CCF injects biomass feedstock like molasses into the coal seams of spent coal mines about 1,000 ft. below surface, relying on the endogenous microorganisms living in those seams to produce methane, Waddington said. Capex on projects is low, up to $6m each.

The company raised $10m in a Series A and will seek to raise that same amount for a Series B. The company has been assisted by Syren Capital Advisors.

Projects are set up as separate entities under the parent, Waddington said. Six projects, each ranging from 70 to 300 wells, are in the company’s pipeline now in the Powder River Basin of Wyoming and Montana.

“We can replicate this 1,000 times,” Waddington said of the immense number of available wells in the region, which can be acquired cheaply. Additional growth could come in the San Juan region of New Mexico, where coal capacity is being retired quickly.

The fuels could be sold as renewable diesel into markets with incentives, like California’s LCFS, Waddington said. The renewable fuel is significantly (10X) more expensive than natural gas produced as a by-product of oil production. But, CCF is not looking to participate in the LCFS program or the EPA-run RFS program.

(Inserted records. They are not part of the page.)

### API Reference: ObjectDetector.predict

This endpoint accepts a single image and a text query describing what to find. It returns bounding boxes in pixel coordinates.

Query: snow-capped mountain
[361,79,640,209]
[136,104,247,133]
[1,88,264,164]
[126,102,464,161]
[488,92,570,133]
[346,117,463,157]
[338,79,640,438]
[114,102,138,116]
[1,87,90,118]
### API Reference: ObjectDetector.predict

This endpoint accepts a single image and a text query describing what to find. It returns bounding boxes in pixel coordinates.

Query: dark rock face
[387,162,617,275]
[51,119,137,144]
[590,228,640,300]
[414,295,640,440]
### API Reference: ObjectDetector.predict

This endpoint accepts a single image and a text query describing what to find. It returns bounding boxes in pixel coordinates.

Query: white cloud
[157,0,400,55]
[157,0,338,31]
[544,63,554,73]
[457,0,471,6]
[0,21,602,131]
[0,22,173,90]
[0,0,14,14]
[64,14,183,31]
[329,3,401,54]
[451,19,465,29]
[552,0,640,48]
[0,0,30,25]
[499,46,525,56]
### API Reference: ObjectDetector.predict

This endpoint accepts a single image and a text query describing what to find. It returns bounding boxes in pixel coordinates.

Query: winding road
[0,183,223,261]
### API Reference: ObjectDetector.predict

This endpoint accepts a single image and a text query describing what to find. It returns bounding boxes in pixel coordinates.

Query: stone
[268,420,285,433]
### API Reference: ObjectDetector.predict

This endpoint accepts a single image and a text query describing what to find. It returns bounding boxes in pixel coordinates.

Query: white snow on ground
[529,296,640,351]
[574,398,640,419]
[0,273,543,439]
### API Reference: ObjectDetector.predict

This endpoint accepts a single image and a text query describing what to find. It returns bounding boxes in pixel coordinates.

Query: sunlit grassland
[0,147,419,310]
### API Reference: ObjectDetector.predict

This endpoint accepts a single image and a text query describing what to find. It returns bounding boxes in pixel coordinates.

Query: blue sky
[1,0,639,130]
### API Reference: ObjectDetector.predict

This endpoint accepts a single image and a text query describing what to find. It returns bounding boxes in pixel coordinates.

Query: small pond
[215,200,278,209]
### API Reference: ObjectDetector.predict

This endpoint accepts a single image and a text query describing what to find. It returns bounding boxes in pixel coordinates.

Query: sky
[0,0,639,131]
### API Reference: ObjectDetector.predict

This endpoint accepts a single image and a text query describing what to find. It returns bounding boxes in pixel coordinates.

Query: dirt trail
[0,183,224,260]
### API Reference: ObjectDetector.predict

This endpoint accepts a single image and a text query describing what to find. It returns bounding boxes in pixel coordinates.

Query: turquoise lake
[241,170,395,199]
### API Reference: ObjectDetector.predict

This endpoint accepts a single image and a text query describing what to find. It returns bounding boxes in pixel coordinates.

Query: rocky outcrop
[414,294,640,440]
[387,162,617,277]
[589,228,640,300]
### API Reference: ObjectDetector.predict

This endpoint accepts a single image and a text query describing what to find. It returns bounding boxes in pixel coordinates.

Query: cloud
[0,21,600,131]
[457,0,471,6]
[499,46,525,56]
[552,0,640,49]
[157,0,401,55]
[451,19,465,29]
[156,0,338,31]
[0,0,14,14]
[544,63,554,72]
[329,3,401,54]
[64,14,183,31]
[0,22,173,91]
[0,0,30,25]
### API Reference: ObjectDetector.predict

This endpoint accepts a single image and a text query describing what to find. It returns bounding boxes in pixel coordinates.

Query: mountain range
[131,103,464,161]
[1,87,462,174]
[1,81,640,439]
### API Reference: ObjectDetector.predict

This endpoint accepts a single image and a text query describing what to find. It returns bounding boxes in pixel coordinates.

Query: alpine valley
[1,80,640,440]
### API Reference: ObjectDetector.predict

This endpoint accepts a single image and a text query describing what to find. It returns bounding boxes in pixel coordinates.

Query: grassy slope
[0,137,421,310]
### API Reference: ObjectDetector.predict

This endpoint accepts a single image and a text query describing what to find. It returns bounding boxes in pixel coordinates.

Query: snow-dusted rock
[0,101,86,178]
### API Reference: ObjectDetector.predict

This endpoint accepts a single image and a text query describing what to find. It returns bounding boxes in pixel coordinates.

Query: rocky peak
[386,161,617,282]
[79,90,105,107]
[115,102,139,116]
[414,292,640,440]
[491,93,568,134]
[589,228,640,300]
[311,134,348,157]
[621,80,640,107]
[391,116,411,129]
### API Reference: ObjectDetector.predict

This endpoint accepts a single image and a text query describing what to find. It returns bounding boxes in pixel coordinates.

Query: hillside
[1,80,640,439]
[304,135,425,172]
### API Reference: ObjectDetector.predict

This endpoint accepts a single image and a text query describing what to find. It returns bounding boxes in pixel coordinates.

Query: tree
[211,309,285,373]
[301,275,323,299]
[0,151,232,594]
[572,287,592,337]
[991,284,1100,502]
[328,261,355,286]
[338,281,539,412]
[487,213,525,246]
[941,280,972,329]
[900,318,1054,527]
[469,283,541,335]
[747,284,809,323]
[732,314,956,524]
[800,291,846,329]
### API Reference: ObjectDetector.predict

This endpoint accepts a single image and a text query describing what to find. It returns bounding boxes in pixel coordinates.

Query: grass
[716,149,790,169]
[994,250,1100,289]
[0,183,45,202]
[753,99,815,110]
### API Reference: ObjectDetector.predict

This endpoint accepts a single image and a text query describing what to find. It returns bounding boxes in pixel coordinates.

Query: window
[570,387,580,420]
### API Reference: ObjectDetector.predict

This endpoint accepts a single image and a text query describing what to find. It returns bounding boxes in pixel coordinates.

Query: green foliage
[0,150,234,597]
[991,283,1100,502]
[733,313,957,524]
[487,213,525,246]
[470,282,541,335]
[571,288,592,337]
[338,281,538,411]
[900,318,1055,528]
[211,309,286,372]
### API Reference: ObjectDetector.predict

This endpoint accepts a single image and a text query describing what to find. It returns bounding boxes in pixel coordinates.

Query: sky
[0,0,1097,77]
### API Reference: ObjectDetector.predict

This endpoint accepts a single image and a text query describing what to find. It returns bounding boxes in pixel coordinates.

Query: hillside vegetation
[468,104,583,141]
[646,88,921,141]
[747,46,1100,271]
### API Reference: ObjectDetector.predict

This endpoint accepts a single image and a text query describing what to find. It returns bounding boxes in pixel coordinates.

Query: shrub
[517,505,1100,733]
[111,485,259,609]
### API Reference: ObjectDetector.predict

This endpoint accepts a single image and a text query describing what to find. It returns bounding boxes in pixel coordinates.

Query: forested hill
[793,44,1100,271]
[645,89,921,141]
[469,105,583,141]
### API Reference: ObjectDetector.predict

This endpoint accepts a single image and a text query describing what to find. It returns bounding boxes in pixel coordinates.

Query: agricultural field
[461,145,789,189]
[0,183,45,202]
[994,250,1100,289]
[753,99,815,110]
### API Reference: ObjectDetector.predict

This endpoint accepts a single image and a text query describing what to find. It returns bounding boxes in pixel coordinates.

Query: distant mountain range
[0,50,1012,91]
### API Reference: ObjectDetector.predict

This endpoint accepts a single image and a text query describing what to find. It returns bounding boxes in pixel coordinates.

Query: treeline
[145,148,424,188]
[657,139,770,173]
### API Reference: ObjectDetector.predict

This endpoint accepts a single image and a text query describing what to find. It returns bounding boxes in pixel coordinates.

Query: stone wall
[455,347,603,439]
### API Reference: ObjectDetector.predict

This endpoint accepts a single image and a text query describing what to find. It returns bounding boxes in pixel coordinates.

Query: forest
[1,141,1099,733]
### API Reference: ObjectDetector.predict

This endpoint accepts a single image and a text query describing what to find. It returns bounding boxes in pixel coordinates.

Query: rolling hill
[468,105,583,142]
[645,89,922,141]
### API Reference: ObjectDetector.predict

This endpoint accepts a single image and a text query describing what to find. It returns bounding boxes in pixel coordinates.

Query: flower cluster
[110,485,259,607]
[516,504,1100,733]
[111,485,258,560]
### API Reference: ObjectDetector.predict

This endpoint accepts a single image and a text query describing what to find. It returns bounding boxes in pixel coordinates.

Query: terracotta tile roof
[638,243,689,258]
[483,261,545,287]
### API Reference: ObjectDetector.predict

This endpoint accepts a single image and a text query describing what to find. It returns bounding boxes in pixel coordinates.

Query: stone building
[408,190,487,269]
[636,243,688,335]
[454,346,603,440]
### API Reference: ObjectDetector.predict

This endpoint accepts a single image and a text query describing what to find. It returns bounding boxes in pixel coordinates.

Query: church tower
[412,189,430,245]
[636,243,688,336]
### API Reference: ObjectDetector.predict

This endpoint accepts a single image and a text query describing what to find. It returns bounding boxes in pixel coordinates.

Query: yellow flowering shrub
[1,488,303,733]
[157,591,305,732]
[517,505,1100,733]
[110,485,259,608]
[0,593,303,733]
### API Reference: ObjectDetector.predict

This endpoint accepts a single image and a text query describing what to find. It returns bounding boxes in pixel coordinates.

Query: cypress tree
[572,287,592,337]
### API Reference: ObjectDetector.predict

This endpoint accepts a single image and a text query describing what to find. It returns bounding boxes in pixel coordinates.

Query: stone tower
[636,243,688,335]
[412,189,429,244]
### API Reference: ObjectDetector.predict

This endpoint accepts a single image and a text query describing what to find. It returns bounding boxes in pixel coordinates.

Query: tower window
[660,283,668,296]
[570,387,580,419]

“The voluntary market for RNG has really taken off,” he said. A contract for renewable diesel offtake is pending with a Wyoming-based oil and gas company looking to lower its CI score.

CCF’s projects are much larger than a typical RNG project, Waddington said; the first project will produce at some 700 cfpy and include 185 tons of CCS. CCF is looking for EPC providers now.

The executive team of CCF has a minority position of the company, Waddington said. The founders and the management team together have a majority position.

The company’s first 139-well project in Wyoming is awaiting final approval from the federal Bureau of Land Management.

CCF is primarily VC-backed to date. The company received approximately $7.8m through the Energy Matching Funds program of the Wyoming Energy Authority early this year.